From owner-freebsd-hackers  Sun Mar  2 09:50:43 1997
Return-Path: <owner-hackers>
Received: (from root@localhost)
          by freefall.freebsd.org (8.8.5/8.8.5) id JAA22986
          for hackers-outgoing; Sun, 2 Mar 1997 09:50:43 -0800 (PST)
Received: from dg-rtp.dg.com (dg-rtp.rtp.dg.com [128.222.1.2])
          by freefall.freebsd.org (8.8.5/8.8.5) with SMTP id JAA22981
          for <freebsd-hackers@freebsd.org>; Sun, 2 Mar 1997 09:50:39 -0800 (PST)
Received: by dg-rtp.dg.com (5.4R3.10/dg-rtp-v02)
	id AA07896; Sun, 2 Mar 1997 12:50:04 -0500
Received: from ponds by dg-rtp.dg.com.rtp.dg.com; Sun,  2 Mar 1997 12:50 EST
Received: from lakes.water.net (lakes [10.0.0.3]) by ponds.water.net (8.8.3/8.7.3) with ESMTP id IAA04344; Sun, 2 Mar 1997 08:12:04 -0500 (EST)
Received: (from rivers@localhost) by lakes.water.net (8.8.3/8.6.9) id IAA13157; Sun, 2 Mar 1997 08:17:26 -0500 (EST)
Date: Sun, 2 Mar 1997 08:17:26 -0500 (EST)
From: Thomas David Rivers <ponds!rivers@dg-rtp.dg.com>
Message-Id: <199703021317.IAA13157@lakes.water.net>
To: ponds!root.com!dg, ponds!lakes.water.net!rivers, ponds!lambert.org!terry
Subject: Re: Another installment of the "dup alloc"/"bad dir" panic problems.
Cc: ponds!freebsd.org!freebsd-hackers
Content-Type: text
Sender: owner-hackers@FreeBSD.ORG
X-Loop: FreeBSD.org
Precedence: bulk

> 
> >  Yes, I wish it was that, I'd love to be done with this :-)
> > 
> >  However, this particular reproduction of the dup-alloc problem
> > is with an AHA 1542B and Micropolis ~500meg drive...
> > 
> >  So, now the question I'm considering is "what could be some
> > timing dependent that it affects both IDE and SCSI drivers?"
> 
> 1542B?
> 
> How much RAM do you have?
> 
> If you have more than 16M ... it's bouncing.  Try backing down to
> 16M and not bouncing and see if that's where it is...
> 
> 
> 					Terry Lambert

 Another good idea - but I only have 12 meg in this particular
machine.

 Also, you should recall that I am experiencing this problem on an
8-meg 386dx (intel 387) with an IDE drive... that kinda points to
something "higher-level" then the physical device drivers...

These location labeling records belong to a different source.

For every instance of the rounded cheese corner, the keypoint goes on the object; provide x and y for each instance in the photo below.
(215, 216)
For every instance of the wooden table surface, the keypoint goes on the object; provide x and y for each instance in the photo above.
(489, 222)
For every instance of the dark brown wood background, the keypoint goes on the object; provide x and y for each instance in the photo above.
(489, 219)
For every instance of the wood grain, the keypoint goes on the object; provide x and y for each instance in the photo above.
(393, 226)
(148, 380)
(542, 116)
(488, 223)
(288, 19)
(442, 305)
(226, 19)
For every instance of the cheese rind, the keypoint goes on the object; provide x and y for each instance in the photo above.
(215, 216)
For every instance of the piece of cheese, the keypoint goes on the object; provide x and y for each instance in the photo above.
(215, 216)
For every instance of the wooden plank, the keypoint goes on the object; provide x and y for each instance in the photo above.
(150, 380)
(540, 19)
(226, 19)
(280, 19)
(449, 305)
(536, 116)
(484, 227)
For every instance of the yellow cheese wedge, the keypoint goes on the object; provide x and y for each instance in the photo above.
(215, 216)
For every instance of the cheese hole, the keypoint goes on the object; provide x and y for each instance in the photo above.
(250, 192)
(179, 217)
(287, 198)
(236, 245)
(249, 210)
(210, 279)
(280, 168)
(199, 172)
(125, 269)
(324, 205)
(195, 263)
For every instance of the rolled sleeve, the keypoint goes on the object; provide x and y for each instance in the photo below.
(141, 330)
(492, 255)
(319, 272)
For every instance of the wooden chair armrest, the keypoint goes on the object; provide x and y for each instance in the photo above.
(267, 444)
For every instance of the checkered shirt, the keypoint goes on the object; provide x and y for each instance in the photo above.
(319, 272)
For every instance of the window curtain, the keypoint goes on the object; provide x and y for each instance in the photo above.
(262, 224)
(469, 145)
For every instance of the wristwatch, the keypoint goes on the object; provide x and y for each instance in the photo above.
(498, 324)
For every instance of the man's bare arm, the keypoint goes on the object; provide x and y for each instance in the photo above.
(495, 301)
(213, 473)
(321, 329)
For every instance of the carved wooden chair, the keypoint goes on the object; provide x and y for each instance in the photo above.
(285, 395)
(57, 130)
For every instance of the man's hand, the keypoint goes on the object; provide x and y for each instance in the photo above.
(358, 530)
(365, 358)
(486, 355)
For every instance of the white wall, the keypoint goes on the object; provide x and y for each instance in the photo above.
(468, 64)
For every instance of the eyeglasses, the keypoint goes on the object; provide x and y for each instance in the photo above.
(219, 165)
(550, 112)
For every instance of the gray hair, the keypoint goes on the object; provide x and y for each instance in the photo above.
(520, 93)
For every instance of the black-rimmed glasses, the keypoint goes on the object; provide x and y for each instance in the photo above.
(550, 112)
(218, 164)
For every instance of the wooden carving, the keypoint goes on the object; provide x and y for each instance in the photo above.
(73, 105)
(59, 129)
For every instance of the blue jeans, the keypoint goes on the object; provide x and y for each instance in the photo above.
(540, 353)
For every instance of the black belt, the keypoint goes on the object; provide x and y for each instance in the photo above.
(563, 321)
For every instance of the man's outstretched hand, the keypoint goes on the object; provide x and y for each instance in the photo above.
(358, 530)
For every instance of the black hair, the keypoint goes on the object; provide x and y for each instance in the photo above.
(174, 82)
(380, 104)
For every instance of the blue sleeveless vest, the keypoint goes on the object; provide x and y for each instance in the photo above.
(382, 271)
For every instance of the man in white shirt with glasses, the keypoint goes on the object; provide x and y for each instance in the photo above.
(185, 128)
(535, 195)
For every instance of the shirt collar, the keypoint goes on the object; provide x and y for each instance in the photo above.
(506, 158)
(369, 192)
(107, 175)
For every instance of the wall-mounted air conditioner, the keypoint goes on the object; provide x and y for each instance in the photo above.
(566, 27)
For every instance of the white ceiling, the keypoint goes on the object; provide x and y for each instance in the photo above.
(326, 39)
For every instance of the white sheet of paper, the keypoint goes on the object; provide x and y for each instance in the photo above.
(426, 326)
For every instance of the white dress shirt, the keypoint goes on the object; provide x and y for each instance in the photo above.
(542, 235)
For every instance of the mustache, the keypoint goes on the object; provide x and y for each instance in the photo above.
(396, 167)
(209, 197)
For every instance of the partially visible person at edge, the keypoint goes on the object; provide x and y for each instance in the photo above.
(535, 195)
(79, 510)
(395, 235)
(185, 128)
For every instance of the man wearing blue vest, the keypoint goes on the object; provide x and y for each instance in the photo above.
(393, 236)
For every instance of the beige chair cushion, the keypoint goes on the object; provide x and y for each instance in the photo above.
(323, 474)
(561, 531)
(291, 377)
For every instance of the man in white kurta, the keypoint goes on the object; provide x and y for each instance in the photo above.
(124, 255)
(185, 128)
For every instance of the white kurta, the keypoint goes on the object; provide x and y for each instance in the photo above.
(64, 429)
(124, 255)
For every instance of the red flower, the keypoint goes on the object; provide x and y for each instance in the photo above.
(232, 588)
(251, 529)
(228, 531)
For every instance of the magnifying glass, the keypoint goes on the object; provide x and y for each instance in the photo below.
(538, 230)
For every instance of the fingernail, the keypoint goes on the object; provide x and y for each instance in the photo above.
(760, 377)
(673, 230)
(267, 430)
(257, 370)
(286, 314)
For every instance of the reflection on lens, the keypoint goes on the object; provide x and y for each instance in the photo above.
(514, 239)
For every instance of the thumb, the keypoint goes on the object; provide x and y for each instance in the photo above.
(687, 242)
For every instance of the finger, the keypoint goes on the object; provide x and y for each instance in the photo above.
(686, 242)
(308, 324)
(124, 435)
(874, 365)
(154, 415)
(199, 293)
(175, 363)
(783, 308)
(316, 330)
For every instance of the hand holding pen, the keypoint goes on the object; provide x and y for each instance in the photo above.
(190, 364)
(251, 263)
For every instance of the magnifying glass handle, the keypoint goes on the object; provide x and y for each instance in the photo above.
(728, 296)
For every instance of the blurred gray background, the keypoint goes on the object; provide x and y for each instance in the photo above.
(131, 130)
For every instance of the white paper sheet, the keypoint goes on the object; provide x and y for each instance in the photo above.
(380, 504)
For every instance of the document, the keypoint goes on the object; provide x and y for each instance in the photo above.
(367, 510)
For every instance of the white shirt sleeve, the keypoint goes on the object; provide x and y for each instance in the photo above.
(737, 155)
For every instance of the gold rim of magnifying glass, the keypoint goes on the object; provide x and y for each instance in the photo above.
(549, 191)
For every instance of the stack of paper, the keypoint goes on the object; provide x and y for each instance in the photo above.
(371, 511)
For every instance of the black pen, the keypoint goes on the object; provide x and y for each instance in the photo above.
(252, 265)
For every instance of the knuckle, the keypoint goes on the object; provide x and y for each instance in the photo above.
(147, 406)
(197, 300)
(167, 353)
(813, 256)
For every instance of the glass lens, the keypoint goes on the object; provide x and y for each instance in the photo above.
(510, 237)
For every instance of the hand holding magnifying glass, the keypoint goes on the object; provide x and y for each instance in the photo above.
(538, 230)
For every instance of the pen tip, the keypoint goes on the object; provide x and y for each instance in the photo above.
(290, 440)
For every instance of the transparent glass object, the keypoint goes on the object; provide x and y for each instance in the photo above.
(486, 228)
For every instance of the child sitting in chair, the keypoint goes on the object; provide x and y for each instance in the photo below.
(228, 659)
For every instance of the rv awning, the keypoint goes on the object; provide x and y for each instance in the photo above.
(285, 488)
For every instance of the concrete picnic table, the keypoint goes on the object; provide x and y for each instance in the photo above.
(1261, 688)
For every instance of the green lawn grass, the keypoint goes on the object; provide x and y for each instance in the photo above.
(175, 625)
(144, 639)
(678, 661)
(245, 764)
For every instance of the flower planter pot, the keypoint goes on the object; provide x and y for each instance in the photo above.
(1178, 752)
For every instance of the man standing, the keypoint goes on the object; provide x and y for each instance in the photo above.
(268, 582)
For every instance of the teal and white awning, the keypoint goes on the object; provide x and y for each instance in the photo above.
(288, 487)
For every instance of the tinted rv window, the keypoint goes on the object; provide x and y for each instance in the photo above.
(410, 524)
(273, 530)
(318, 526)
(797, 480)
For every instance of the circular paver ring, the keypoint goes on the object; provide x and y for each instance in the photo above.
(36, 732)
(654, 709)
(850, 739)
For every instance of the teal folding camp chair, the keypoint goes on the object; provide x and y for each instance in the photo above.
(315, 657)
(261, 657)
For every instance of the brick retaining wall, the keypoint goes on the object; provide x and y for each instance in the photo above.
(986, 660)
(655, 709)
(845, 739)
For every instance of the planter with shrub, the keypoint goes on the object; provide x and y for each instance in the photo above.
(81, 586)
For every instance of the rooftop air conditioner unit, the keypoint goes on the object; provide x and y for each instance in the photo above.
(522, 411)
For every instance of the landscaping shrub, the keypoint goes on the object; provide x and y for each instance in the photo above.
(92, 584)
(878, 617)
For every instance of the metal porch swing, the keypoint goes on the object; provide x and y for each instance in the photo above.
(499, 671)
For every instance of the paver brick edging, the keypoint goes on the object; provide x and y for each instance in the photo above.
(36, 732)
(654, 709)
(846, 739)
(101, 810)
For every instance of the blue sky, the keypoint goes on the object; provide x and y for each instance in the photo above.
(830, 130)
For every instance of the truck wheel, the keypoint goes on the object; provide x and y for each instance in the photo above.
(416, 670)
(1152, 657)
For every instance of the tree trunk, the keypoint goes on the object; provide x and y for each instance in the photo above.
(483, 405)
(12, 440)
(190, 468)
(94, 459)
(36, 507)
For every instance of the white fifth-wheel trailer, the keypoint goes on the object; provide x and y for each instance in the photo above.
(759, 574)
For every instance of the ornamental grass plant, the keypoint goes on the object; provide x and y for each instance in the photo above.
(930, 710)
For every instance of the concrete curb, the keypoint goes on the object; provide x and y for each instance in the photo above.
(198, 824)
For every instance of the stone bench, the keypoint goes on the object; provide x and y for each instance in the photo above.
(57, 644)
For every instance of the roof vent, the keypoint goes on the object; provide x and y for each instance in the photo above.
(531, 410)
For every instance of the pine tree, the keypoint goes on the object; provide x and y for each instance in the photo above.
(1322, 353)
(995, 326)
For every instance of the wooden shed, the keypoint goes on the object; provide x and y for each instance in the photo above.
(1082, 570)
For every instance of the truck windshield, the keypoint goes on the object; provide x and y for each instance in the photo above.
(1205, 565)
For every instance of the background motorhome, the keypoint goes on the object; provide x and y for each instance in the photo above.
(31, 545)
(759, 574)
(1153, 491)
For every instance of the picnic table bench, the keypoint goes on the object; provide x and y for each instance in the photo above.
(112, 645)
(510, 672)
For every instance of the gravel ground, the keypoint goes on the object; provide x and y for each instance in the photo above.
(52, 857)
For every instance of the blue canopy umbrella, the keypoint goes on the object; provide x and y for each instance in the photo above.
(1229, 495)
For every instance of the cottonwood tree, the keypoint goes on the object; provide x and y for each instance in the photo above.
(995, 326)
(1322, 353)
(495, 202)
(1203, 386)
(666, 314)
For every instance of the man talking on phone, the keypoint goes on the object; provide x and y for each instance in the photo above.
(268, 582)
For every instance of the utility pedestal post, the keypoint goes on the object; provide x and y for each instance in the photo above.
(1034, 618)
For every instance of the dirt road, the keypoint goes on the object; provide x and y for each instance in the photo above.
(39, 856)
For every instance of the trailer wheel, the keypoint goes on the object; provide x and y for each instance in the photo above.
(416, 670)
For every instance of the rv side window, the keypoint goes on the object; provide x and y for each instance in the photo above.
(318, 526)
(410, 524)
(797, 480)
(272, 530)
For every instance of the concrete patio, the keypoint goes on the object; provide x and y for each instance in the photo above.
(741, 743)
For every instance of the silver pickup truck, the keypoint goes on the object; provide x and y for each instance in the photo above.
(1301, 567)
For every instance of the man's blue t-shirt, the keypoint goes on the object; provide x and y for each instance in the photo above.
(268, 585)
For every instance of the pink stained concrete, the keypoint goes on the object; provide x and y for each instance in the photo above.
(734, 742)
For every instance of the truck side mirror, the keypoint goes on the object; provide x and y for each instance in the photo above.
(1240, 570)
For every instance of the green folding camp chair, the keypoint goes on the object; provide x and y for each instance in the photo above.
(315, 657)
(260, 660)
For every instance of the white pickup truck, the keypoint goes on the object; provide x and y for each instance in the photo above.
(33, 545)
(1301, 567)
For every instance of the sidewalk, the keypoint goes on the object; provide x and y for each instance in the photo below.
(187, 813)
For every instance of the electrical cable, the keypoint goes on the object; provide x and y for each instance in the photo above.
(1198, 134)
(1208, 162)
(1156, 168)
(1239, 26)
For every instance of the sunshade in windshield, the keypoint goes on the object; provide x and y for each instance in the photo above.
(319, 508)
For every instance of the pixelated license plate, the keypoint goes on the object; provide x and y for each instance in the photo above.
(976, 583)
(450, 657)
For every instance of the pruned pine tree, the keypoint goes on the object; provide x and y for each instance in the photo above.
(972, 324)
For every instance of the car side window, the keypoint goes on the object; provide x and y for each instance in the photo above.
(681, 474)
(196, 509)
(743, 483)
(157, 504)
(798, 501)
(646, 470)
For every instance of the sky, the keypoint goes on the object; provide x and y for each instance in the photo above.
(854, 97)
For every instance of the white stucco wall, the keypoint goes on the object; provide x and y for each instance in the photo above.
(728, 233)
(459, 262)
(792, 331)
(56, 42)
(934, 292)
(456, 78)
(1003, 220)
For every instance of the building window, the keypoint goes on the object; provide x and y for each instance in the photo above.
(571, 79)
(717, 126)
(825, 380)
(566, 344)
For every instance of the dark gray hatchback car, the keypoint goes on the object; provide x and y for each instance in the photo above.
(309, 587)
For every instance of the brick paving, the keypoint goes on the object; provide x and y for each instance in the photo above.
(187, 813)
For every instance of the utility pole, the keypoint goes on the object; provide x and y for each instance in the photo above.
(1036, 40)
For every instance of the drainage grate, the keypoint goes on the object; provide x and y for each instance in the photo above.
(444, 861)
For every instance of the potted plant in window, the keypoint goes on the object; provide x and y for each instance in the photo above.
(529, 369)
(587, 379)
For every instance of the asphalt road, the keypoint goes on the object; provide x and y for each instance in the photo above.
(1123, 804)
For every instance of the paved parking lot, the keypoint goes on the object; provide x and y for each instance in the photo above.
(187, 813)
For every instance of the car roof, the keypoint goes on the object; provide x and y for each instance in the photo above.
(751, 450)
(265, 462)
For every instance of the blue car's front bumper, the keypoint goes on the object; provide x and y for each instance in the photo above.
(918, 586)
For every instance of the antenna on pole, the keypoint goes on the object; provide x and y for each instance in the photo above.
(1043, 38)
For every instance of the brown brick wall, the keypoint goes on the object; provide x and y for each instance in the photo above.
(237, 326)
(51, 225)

 Right now, I'm mulling over race conditions in disksort().  Something
along the lines of:

	start to add buf to beginning of queue
	take an interrupt indicating previous I/O was complete
	remove partially added buf
	wow - lost buffer...

 disksort() appears to be run at splbio() [it's not obvious from
the SCSI code that's what's going on, but the wd.c code definitely 
dones that.]  If the interrupt comes in at just the right time, it
seems there is a potential to loose a buffer... which I think is
what I'm seeing.  [That would also explain why adding a printf()
to disksort masked the problem.] I'm going to play with this idea
a while and see if I can verify it...

	- Dave Rivers -